Interior drilling regulators prepare new penalties over BP spill
The Interior Department’s offshore drilling branch is preparing to issue a second round of regulatory violation notices to companies involved in last year’s BP oil spill, a top official said Monday.
Bureau of Safety and Environmental Enforcement (BSEE) Director Michael Bromwich said the so-called Incidents of Noncompliance notices could be sent to BP, Transocean and Halliburton in the next couple of weeks.
The notices that companies allegedly violated offshore drilling regulations, a step toward collecting penalties, stem from the 2010 well blowout and rig explosion that killed 11 men and dumped millions of barrels of oil into the Gulf of Mexico.

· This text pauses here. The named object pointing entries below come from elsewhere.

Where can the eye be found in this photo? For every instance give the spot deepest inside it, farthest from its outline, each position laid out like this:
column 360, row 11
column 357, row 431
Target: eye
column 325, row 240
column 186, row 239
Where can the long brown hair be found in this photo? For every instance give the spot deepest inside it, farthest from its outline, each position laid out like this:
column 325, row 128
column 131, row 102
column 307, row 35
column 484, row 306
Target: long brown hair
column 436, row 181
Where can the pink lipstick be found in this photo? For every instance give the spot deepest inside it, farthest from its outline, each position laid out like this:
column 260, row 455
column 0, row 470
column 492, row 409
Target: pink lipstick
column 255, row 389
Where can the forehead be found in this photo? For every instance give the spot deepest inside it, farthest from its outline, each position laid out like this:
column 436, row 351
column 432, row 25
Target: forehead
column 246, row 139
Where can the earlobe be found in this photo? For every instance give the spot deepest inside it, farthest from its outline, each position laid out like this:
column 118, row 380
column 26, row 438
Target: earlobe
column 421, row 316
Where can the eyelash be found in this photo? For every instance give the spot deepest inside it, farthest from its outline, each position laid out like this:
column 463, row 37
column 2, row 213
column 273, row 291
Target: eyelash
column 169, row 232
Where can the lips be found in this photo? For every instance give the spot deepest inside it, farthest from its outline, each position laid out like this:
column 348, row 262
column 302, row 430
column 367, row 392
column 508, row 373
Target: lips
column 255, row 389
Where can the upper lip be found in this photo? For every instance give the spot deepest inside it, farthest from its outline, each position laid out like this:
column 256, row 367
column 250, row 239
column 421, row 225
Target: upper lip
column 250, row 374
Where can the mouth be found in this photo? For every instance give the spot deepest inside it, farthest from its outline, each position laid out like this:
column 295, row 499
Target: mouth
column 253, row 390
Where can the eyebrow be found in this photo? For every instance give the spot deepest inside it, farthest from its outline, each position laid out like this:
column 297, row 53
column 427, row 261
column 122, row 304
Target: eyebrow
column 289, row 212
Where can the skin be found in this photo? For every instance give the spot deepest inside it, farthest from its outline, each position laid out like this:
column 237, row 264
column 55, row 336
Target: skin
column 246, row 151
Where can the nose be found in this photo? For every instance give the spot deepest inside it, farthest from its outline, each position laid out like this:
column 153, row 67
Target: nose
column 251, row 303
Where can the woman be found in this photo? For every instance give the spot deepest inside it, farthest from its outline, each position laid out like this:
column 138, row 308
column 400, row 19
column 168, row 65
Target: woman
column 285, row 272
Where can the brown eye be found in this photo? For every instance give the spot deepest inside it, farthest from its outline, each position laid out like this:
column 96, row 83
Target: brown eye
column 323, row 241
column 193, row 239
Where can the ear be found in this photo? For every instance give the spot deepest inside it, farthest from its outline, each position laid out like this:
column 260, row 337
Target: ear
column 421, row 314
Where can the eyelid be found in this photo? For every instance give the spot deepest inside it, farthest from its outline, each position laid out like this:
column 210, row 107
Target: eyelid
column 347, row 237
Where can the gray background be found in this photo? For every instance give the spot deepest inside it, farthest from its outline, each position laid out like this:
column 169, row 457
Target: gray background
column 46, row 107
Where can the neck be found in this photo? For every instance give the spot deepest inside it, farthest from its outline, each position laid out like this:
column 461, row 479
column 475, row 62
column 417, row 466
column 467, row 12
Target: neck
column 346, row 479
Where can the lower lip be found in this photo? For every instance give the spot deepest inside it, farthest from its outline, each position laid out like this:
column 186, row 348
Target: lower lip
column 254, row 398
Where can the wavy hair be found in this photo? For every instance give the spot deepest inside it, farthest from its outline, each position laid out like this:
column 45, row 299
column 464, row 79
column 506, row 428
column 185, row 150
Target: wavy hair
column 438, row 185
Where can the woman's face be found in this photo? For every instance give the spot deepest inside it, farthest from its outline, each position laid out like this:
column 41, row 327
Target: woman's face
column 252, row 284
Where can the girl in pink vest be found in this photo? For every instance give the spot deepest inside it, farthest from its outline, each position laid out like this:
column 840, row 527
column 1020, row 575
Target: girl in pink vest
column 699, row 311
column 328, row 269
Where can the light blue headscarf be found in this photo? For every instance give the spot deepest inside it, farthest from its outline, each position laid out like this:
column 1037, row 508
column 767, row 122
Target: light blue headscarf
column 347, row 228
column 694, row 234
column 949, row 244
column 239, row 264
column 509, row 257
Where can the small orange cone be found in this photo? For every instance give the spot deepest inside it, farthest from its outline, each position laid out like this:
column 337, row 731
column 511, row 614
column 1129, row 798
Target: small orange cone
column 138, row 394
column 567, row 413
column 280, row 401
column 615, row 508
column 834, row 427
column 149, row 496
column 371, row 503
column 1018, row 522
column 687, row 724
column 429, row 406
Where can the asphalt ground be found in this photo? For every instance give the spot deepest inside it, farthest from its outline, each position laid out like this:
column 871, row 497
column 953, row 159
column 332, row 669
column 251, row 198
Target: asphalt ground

In October BSEE issued an initial set of violation notices to BP, which owned the ill-fated Macondo well, Deepwater Horizon rig owner Transocean, and Halliburton, which performed cement work on the failed well.
The violations stemmed from the final investigative report by an Interior-U.S. Coast Guard team that detailed a series of missteps by the companies.

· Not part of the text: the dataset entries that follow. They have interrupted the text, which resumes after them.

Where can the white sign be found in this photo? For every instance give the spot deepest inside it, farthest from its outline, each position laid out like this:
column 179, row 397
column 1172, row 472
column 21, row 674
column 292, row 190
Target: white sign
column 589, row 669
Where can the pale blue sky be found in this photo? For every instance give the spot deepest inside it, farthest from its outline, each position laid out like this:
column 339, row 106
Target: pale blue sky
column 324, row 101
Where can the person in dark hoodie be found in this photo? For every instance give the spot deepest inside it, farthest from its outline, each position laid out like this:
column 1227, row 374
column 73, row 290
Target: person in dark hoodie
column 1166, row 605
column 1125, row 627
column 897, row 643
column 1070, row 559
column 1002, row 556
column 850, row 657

Bromwich, who is departing this year, told reporters Monday that the upcoming notices stem from in-depth reviews of information about the drilling of the Macondo well.
“My understanding is that the new regulatory violations will be the result of that deeper dive into some of the underlying materials that were not specifically addressed or discussed in the joint agency report,” Bromwich said.

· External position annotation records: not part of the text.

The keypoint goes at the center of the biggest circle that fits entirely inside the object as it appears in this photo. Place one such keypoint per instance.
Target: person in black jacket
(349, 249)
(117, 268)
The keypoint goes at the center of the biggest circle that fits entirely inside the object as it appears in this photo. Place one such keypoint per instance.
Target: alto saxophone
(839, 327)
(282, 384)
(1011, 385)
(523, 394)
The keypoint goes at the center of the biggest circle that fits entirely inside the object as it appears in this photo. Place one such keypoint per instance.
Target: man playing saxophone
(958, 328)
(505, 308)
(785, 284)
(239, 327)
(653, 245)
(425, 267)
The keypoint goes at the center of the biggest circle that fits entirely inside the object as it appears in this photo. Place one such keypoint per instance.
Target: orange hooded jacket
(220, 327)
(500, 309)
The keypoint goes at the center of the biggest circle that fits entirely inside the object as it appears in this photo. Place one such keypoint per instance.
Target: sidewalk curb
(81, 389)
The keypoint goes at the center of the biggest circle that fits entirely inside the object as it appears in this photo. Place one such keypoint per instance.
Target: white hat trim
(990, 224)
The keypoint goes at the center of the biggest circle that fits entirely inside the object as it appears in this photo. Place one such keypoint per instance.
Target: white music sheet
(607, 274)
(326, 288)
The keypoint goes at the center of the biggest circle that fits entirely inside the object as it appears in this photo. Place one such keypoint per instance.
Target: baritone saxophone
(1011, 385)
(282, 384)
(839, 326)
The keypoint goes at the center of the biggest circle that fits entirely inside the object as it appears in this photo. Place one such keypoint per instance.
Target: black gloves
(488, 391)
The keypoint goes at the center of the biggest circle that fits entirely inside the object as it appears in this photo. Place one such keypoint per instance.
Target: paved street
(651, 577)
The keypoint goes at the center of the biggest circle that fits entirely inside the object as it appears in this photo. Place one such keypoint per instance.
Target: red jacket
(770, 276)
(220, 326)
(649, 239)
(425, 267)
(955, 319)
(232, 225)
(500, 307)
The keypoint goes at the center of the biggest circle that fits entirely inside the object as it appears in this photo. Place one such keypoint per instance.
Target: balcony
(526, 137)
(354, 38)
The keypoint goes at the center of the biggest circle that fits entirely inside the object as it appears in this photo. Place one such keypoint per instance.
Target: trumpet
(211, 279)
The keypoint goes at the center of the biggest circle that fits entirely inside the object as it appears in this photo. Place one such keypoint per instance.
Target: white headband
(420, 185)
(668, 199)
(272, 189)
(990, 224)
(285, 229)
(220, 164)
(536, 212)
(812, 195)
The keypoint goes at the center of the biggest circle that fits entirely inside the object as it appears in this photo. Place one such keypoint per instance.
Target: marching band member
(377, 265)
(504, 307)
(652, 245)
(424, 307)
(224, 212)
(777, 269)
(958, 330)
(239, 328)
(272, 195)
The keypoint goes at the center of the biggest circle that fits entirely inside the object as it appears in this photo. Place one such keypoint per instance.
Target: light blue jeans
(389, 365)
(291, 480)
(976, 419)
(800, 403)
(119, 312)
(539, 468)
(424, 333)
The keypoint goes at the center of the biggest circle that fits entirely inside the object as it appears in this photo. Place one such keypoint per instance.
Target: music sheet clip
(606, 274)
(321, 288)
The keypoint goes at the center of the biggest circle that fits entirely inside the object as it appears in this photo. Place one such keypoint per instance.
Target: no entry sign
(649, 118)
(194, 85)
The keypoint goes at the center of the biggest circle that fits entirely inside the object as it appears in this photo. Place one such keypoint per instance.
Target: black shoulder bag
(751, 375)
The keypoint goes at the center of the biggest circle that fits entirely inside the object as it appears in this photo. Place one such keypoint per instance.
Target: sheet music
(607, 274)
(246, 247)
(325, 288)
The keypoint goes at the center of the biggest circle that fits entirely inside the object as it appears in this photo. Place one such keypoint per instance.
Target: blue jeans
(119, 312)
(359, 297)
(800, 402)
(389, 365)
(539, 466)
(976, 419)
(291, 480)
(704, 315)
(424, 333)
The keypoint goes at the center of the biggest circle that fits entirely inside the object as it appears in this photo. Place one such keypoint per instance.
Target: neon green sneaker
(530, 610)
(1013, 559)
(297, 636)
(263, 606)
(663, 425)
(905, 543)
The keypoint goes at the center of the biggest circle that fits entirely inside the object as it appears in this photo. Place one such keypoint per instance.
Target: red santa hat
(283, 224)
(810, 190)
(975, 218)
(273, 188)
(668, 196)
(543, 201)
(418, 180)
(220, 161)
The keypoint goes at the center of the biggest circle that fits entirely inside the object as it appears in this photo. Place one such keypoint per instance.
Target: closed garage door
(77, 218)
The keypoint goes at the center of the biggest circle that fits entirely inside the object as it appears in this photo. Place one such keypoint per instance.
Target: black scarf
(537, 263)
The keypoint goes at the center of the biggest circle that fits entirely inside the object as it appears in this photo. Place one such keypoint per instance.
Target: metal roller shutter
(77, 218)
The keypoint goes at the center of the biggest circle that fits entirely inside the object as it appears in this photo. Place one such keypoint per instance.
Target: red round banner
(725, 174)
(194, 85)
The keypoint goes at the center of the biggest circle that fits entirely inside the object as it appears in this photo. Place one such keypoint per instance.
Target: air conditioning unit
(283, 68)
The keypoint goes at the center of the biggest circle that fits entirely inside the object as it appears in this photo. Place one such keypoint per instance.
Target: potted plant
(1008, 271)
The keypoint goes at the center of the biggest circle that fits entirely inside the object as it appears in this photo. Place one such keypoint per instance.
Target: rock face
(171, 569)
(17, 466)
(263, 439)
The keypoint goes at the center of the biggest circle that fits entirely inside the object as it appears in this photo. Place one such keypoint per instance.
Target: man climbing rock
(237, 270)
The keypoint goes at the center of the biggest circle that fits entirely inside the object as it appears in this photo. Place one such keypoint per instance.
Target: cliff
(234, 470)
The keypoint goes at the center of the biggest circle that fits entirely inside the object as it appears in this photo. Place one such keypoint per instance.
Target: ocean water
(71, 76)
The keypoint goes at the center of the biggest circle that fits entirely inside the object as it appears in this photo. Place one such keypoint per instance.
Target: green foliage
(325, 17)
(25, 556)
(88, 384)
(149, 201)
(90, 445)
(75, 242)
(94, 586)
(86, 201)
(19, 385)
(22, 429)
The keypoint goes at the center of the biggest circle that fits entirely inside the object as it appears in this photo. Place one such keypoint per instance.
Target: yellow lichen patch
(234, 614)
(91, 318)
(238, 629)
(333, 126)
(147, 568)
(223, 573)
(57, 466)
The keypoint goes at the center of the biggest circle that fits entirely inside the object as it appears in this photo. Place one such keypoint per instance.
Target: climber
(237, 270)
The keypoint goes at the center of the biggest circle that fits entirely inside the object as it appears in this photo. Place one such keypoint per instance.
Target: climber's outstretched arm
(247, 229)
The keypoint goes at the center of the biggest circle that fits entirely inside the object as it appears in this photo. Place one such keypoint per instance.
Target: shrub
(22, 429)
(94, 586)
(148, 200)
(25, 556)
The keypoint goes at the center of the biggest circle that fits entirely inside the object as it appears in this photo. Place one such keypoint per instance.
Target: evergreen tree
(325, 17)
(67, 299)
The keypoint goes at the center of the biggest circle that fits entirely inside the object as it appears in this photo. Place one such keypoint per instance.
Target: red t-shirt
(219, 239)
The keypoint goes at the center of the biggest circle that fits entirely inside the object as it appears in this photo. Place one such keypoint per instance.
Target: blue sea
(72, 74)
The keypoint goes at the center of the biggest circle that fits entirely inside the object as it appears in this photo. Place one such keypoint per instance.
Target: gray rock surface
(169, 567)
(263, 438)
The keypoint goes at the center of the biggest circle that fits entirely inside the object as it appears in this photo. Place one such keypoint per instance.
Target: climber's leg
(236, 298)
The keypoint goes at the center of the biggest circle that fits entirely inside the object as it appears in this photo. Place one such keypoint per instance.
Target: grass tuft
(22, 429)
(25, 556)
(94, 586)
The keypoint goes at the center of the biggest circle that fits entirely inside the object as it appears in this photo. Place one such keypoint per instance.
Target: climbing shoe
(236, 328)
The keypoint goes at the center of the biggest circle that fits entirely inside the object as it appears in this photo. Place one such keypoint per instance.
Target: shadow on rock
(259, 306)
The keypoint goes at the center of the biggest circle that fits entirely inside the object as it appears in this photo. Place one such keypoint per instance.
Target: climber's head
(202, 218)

He is stepping down as BSEE chief at the end of November and will remain with Interior as an adviser to Secretary Ken Salazar through December.
Bromwich — a former Justice Department official who was brought on in 2010 to steer the post-spill regulatory overhaul — has repeatedly said that maximum civil penalties are far too low to serve as a deterrent and called for Congress to boost them.
On Monday, Bromwich said regulators are also looking at how to “truncate” the process to speed up the time between issuance of violations to issuance of penalties to collection, which he said can take a year or more.
Bromwich said the regulators are looking for “ways to shrink the process without depriving companies of their due process rights.”